Com a premissa de atrair capitais privados à Amazônia, o que constituiria um elemento sustentado de desenvolvimento à região, o governo federal concedeu uma série de incentivos fiscais à atividade agropecuária que teve a propriedade como pré-condição para o acesso e quanto maior ela fosse, maior o recurso captado. Destaca-se que a produção de látex e coleta de castanhas pela população tradicional não foram contemplados, pois estas atividades eram consideradas atrasadas e não ocupavam efetivamente o território (PRATES e BACHA, 2011).

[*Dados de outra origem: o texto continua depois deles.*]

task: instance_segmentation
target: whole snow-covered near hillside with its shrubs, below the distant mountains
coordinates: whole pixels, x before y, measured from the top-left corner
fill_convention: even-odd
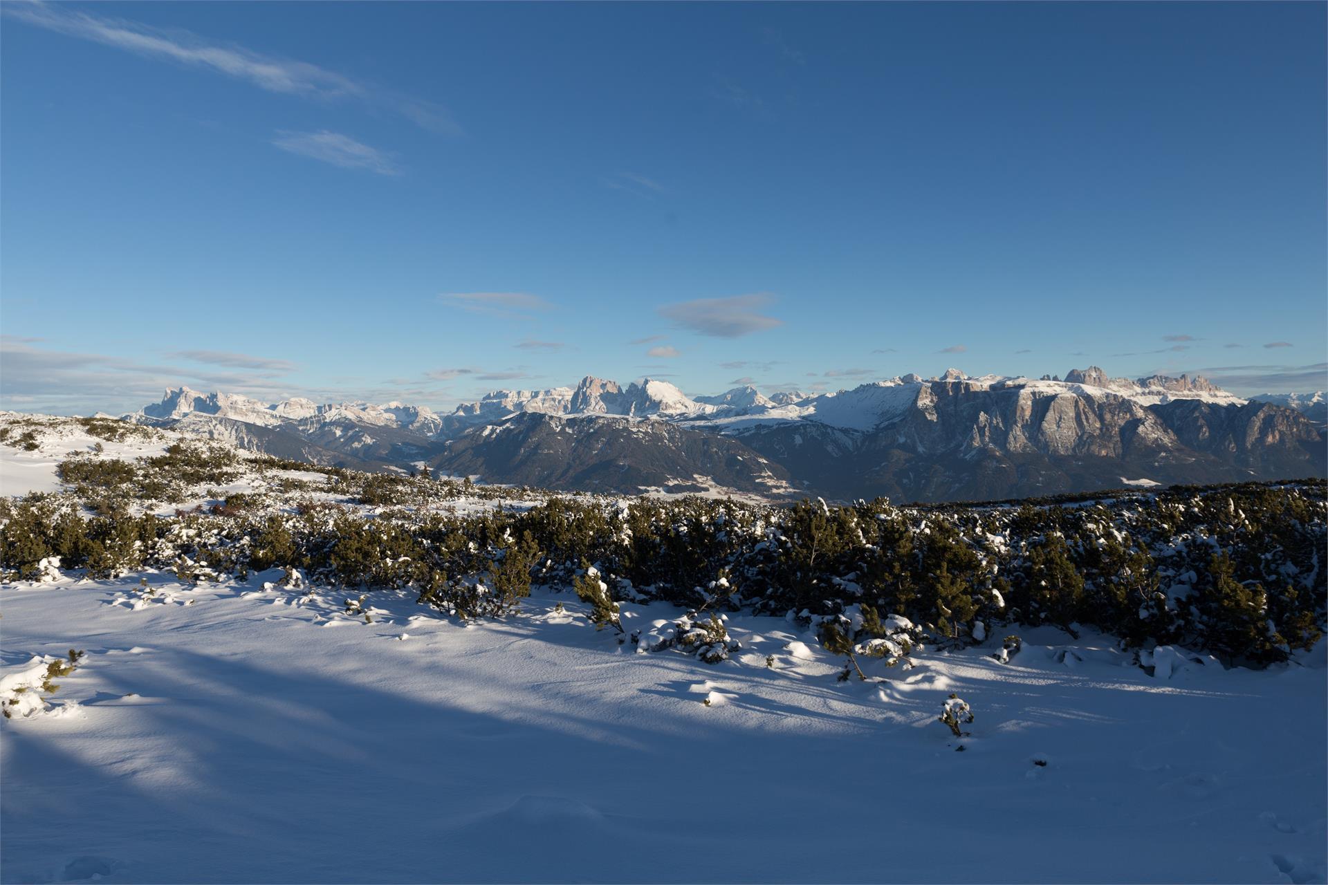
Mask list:
[[[0,414],[0,881],[1325,878],[1321,484],[841,510],[297,467]],[[530,596],[456,608],[521,556]]]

Para Diegues (1999), uma vez que a Amazônia se apresenta como a última fronteira agrícola brasileira, o processo mais importante subjacente ao desmatamento deve ser visto no contexto da acumulação de capital e da modernização. Este processo de ocupação promovido resultou numa destruição maciça do patrimônio natural e na marginalização da maioria das populações locais através da apropriação dos seus recursos naturais renováveis e não- renováveis pelo capital nacional e internacional.

O processo de reapropriação social da natureza como resposta das lutas sociais que visam garantir e melhorar a qualidade de vida com base nos modos de vida tradicionais é um contraponto a um sistema de desenvolvimento que visa apenas uma capitalização da natureza, reduzindo a uma condição ecológica a ser internalizada (LEFF, 2001).